Protective effect of dry olive leaf extract in adrenaline induced DNA damage evaluated using in vitro comet assay with human peripheral leukocytes.

Excessive release of stress hormone adrenaline is accompanied by generation of reactive oxygen species which may cause disruption of DNA integrity leading to cancer and age-related disorders. Phenolic-rich plant product dry olive leaf extract (DOLE) is known to modulate effects of various oxidants in human cells. The aim was to evaluate the effect of commercial DOLE against adrenaline induced DNA damage in human leukocytes by using comet assay. Peripheral blood leukocytes from 6 healthy subjects were treated in vitro with three final concentrations of DOLE (0.125, 0.5, and 1mg/mL) for 30 min at 37°C under two different protocols, pretreatment and post-treatment. Protective effect of DOLE was assessed from its ability to attenuate formation of DNA lesions induced by adrenaline. Compared to cells exposed only to adrenaline, DOLE displayed significant reduction (P<0.001) of DNA damage at all three concentrations and under both experimental protocols.
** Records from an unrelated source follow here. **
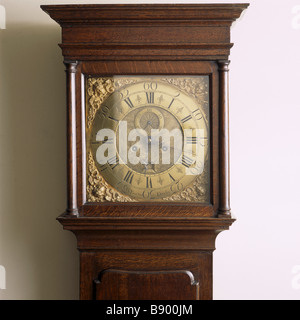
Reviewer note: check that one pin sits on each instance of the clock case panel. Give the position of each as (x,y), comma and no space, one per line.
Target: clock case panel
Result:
(142,68)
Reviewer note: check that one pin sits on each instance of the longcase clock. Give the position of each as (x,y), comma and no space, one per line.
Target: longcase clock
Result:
(148,148)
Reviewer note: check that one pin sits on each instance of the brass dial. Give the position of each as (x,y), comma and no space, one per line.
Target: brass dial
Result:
(154,130)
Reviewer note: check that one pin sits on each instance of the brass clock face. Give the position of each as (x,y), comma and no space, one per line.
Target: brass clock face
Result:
(147,139)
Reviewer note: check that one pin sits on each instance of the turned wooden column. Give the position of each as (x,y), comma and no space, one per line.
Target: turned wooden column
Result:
(71,69)
(224,181)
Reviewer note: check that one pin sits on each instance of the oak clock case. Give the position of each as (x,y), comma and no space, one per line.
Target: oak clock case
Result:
(147,145)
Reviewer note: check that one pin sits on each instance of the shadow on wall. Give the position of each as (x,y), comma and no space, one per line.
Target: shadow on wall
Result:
(40,259)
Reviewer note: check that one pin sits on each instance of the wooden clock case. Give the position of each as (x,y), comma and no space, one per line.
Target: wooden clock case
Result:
(146,251)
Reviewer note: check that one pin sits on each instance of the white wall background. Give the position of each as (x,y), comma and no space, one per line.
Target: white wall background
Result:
(258,258)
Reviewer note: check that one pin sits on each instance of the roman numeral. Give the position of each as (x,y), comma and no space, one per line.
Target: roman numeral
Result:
(129,103)
(150,97)
(186,161)
(148,182)
(186,119)
(128,177)
(191,140)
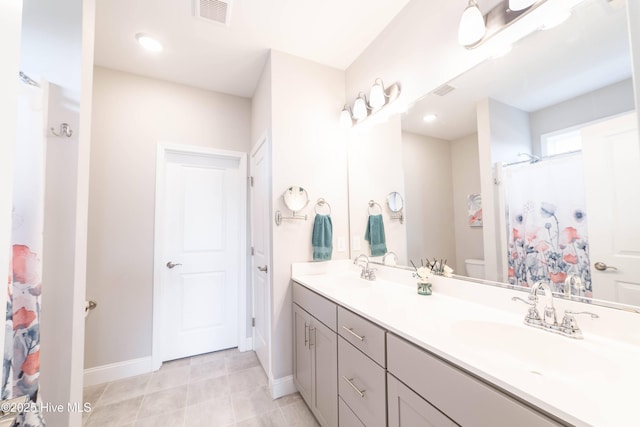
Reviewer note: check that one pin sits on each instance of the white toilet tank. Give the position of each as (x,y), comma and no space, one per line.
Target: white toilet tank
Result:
(475,268)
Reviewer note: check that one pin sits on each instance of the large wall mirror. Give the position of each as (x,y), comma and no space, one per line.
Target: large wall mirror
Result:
(528,170)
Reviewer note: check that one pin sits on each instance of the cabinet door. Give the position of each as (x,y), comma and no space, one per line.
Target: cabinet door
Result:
(302,363)
(324,346)
(407,409)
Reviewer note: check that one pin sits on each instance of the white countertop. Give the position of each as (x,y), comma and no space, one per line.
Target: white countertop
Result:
(589,382)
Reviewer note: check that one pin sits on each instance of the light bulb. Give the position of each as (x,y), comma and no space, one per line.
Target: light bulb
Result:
(345,118)
(472,27)
(516,5)
(360,107)
(149,43)
(429,118)
(377,97)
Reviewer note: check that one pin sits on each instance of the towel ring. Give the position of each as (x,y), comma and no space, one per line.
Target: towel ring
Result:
(322,202)
(373,204)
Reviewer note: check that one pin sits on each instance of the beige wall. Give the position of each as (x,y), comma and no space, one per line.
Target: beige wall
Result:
(465,165)
(430,198)
(131,114)
(375,170)
(10,26)
(309,150)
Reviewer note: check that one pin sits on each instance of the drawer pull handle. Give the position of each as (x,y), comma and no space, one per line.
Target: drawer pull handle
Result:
(306,334)
(350,330)
(350,382)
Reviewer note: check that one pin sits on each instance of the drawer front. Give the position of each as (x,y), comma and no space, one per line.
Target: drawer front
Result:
(346,416)
(362,385)
(463,398)
(407,409)
(318,306)
(366,336)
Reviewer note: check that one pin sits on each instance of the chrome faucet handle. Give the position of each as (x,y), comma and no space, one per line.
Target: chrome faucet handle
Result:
(371,274)
(570,326)
(532,316)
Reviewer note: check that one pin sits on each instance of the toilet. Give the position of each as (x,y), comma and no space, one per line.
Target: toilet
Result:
(475,268)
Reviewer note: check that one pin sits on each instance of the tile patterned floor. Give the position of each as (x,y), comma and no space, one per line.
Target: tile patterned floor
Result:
(225,388)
Pearson correlation analysis revealed a significant positive association between DOLE concentration and leukocytes DNA damage (P<0.05). Antigenotoxic effect of the extract was more pronounced at smaller concentrations. Post-treatment with 0.125 mg/mL DOLE was the most effective against adrenaline genotoxicity. Results indicate genoprotective and antioxidant properties in dry olive leaf extract, strongly supporting further explorations of its underlying mechanisms of action.